Literature DB >> 25437651

Endobronchial lipomatous hamartoma diagnosed on computed tomography scan in young new mother-A case report.

Daniele De Falco Alfano1, Marilina Totaro2, Cristina Zagà2, Riccardo Duati2, Andrea Bernardoni2, Nicola Murri Dello Diago2, Melchiore Giganti2.   

Abstract

INTRODUCTION: Hamartoma is the most common benign lesion of the lung, but endobronchial localisation is rare. Typically occurs between the fifth and seventh decade of life and in literature has never been described in association with pregnancy. PRESENTATION OF CASE: We report the case of a young woman in whom the tumor seems to have an increase of size after two pregnancies in the course of his life. DISCUSSION: The pulmonary hamartoma is the most common benign lesion of the lung, but endobronchial localisation is rare. Early diagnosis and resection of benign endobronchial tumors may avert significant morbidity and prevent distal lung damage.
CONCLUSION: Following histological examination reassessment of the clinical history of our patient led us to hypothesize, on the basis of pathophysiological, a rise in the size of the endobronchial lesion given by hormonal stimulation pregnancy-related.
Copyright © 2014 The Authors. Published by Elsevier Ltd.. All rights reserved.

Entities:  

Keywords:  CT scan; Endobronchial lipomatous hamartoma; Pregnancy; Young new mother

Year:  2014        PMID: 25437651      PMCID: PMC4276084          DOI: 10.1016/j.ijscr.2014.09.017

Source DB:  PubMed          Journal:  Int J Surg Case Rep        ISSN: 2210-2612


Introduction

Lung hamartomas are the most common benign pulmonary tumors (incidence between 0.025% and 0.32%), mostly localized in the peripheral lung and endobronchial localization is rare. Typically occurs between the fifth and seventh decade of life and in literature has never been described in association with pregnancy. We report the case of a young woman in whom the tumor seems to have gone to meet an increase in size after two pregnancies in the course of her life.

Presentation of case

We report the case of 31 years old female patient with endobronchial hamartoma diagnosed by CT scan after repeated episodes of chest pain and pyrosis. The first admission in March 2013, new mother for three months, the patient comes in pulmonology for the sudden appearance of stabbing chest pain, nocturnal cough and heartburn. A history of GERD treated with antacids as needed, and bronchial asthma onset after an episode of pneumonia arose during the first pregnancy occurred two years earlier. Chest X-ray was performed and reported evidence of a prominent right hilum and a subtle increase in parenchymal density in the middle lung field but a mass could not be clearly identified (Fig. 1).
Fig. 1

CXR shows a poorly demarcated opacity in the right upper lobe (red arrow) with a normal aspect of the pulmonary hilum (white arrow).

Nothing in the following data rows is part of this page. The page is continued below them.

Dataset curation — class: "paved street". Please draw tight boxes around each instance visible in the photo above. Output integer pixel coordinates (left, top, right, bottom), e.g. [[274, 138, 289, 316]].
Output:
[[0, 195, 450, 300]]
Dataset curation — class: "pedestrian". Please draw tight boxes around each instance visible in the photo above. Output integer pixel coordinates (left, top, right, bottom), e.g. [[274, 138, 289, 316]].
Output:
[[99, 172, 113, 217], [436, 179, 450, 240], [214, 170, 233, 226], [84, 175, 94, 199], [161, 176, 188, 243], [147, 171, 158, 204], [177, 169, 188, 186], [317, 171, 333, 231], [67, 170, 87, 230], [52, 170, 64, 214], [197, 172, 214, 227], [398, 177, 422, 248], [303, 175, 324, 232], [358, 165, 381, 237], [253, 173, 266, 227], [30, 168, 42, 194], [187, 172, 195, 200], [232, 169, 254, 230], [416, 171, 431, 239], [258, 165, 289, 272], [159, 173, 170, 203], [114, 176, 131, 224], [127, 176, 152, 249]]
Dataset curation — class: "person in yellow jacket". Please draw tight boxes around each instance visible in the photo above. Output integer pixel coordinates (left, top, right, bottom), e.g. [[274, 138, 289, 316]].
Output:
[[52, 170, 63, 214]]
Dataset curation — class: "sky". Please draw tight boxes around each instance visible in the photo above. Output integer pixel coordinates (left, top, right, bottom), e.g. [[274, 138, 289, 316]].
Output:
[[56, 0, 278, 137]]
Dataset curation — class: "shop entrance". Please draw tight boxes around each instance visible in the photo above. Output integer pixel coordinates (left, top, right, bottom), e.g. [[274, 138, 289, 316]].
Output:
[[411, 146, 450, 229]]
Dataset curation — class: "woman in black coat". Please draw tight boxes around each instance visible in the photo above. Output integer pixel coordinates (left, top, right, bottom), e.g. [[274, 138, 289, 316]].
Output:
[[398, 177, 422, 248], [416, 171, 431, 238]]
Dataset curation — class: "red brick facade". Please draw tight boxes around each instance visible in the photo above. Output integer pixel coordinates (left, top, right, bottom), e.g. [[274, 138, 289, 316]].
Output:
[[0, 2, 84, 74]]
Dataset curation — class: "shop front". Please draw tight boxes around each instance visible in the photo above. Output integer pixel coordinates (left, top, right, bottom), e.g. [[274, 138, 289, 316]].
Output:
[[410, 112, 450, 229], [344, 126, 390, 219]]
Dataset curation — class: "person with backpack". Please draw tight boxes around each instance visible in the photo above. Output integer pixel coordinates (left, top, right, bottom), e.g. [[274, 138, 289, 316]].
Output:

In June 2013, the patient returned to our structure for sudden onset of stabbing chest pain associated with dyspnea and fever. The laboratory tests revealed a mild neutrophilic leukocytosis associated with decreased hematocrit (35%) and slightly increased NSE. A contrast-enhanced MD-CT scan of the chest was performed and revealed a beginning middle lobe pneumonia and presence of a mass within the bronchus intermedius consisting mostly of fat with minimal inclusions of soft tissue density (Fig. 2). Multiplanar reconstruction with axis parallel to the bronchus clearly showed that the lesion determined subtotal obstruction of the bronchus intermedius (Fig. 3).
Fig. 2

Non contrast CT shows the presence of a well demarcated endobronchial (right main bronchus) mass characterized by smooth margins and negative density (−89 HU).

Fig. 3

Oblique multiplanar CT reconstruction (lung window) shows entirely the mass within the right main bronchus lumen just before the bifurcation of the anterior segmental bronchus of the upper lobe and posterior segmental bronchus of the upper lobe.

The bronchial wall was very uneven and seemed to have a continuous solution on the outside, making its content not separable from the lesion (Fig. 4). Virtual-bronchoscopy reconstruction from the non-enhanced CT scan displayed the mass within the bronchus intermedius (Fig. 5).
Fig. 4

Non contrast CT axial section (pulmonary window) shows the endobronchial mass (red arrow) that obstructs the right main bronchus.

Fig. 5

3D reconstruction (virtual bronchoscopy) at the carina level shows a smooth mass that obstructs the right main bronchus lumen.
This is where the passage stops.